The intersections of identity and trust inherent in blockchain with travel and travel as a counter to the isolationism of metaverse makes for interesting applications in the coming future.
Airbnb co-founder and CEO Brian Chesky has been very vocal about the future of travel and his sector of short-term rentals over the last two years of the pandemic. Usually he is in hyper-bullish territory about what he calls the coming revolution in travel, as he told me on stage at Skift Global Forum earlier this fall.
So when Verge Editor Nilay Patel went a bit off-script and asked him two questions about his views on the future of crypto and metaverse in his recent podcast interview with Chesky, it caught my eye…well, ears in this case. Worth reading his views, extracted below from the Decoder podcast.
Is Airbnb thinking about cryptocurrency?
We are definitely looking into it. Absolutely. Like the revolution in travel, there is clearly a revolution happening in crypto. Airbnb and crypto both have interesting relationships with trust. The original white paper on Bitcoin said that Bitcoin does not require trust because there is essentially a public ledger. Airbnb approached trust in a kind of similar way: we redesigned a system of trust where the reviews are the equivalent of a public trust ledger, essentially.

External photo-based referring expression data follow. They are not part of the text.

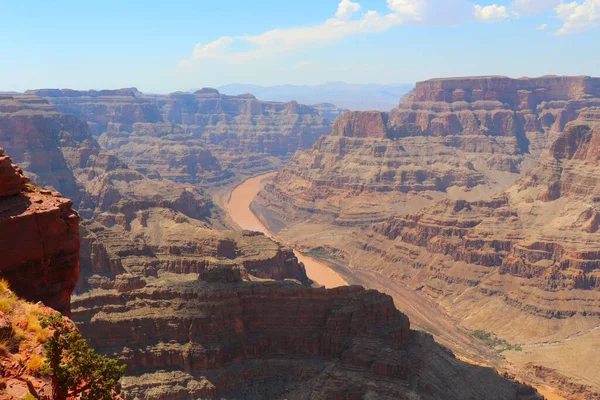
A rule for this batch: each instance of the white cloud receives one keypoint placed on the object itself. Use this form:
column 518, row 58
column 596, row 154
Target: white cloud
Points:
column 347, row 9
column 345, row 23
column 493, row 13
column 578, row 17
column 410, row 8
column 215, row 49
column 185, row 65
column 533, row 7
column 433, row 12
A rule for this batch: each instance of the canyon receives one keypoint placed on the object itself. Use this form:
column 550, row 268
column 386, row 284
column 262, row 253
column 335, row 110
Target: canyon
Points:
column 203, row 138
column 477, row 194
column 192, row 308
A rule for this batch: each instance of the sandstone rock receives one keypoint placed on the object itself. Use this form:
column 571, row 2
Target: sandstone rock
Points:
column 6, row 329
column 39, row 243
column 199, row 138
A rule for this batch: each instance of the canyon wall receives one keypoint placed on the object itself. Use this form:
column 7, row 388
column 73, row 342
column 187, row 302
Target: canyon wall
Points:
column 39, row 240
column 463, row 138
column 479, row 194
column 203, row 138
column 195, row 311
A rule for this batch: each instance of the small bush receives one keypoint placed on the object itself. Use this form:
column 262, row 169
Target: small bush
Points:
column 75, row 369
column 4, row 347
column 7, row 304
column 491, row 340
column 35, row 363
column 3, row 286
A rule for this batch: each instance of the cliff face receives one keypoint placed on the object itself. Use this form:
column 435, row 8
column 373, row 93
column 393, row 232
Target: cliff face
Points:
column 199, row 312
column 58, row 151
column 524, row 264
column 202, row 138
column 215, row 338
column 101, row 108
column 515, row 257
column 39, row 240
column 463, row 138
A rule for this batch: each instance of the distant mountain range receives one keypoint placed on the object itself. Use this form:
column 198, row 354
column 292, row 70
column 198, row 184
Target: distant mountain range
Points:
column 343, row 95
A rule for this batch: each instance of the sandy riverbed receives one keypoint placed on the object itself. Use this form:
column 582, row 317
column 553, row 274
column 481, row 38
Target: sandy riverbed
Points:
column 239, row 211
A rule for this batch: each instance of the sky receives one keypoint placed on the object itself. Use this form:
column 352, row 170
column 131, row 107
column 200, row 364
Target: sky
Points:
column 165, row 46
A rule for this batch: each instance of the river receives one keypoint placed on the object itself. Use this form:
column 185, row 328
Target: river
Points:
column 239, row 211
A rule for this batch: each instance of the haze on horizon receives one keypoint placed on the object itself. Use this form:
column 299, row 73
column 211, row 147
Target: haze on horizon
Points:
column 163, row 47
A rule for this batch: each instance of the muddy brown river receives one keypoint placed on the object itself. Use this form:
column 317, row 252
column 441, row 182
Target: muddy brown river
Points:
column 239, row 211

The founder of Coinbase was an early employee of ours. We have been following the space for quite a long time. With lots of technologies, there’s a hysteria around it. The key is when regular people understand how the new technology improved their lives, beyond the initial excitement. I’m really excited about certain applications that regular people could use to live a better daily life.
Are you thinking of accepting payment in Bitcoin to avoid currency exchanges?
At this point, this is not something that we have in the near-term plans. It is certainly something that we should be looking at. Everyone that’s handling a lot of money should be looking at this.
Holding a lot of any coin, you have a lot of volatility. One of the accounting challenges is that if you make a gain, you don’t get to realize those gains, but if you have a loss, you have to count for those losses. There are a bunch of things you have to think about if you are going to hold a lot of currency.
Here is my other buzzword question: you mentioned online/offline and how Airbnb mediates the two. You and I are speaking in the context of every other tech company in the world just saying the word “metaverse” and hoping something good happens. Is that something that you have to think about? How are you going to enable digital experiences that crossover into the real world experiences that Airbnb is currently selling?
Let me answer that question, if I may, in a kind of broad sense of the word. When Mark Zuckerberg announced the Metaverse, I think an abstraction that he said was that the internet will be three-dimensional rather than two-dimensional. I think he had a very specific vision of what that would look like. I do believe that the internet will become more immersive — there’s no question. But will the internet replace real life or just replace more two-dimensional screen time? I think, and I hope, that a more three-dimensional internet will replace a two-dimensional internet, not replace real life.
If we replace real life, then we will recreate the movie Wall-E, where everyone’s on screens, disconnected from the real world. I don’t think that’s any technologists’ vision that I’m aware of — that we never exist in the physical world. These digital experiences, to me, are gateways. There are ways for people to try Airbnb for $10 or $20. They can connect with a host without having to get on a plane and stay in someone’s home in another country. It’s a lower commitment. Generally, I like to either ride a trend or ride the opposite of a trend. The opposites of trends are always as powerful. Just to zoom out, I think we’re living in a digital revolution that clearly started decades ago.
The pandemic accelerated the adoption of lots of digitization. If you look at all the companies that did really well, they’re digital companies that are digitizing the physical world. The mall became Amazon, money is becoming crypto, hotels are becoming Airbnbs. Digital is benefiting. There is a major risk to the digital revolution: we are living in one of the loneliest periods in human history. When you take physical communities and you atomize them, they’re not always as nourishing as the physical world. No one has ever changed someone else’s mind in a YouTube comment section. When people that are different from one another interact online, they tend to argue and repel each other often and divide further.
There’s something about the lack of empathy of sitting face-to-face. The best way to change someone’s mind is to walk in their shoes — to stay in their home, go in their community. When you do that you’ll realize that it’s pretty hard to hate up close. The people you thought were “the other” are similar to you. Society spends a lot of energy, both good and bad, talking about how different and unique every one of us are, but we’re forgetting that we’re 99.9 percent the same. That’s a major risk to the world. This really exciting digital revolution that makes everything more ubiquitous, cheaper, freely accessible — it also is a major risk.
This notion of human connection and this risk of the world being isolated, lonely, and divided — if Airbnb has a reason to exist … it’s the ability for us to bring people together in the physical world from cultures all over the world. That will always be relevant so long as people are relevant in this world.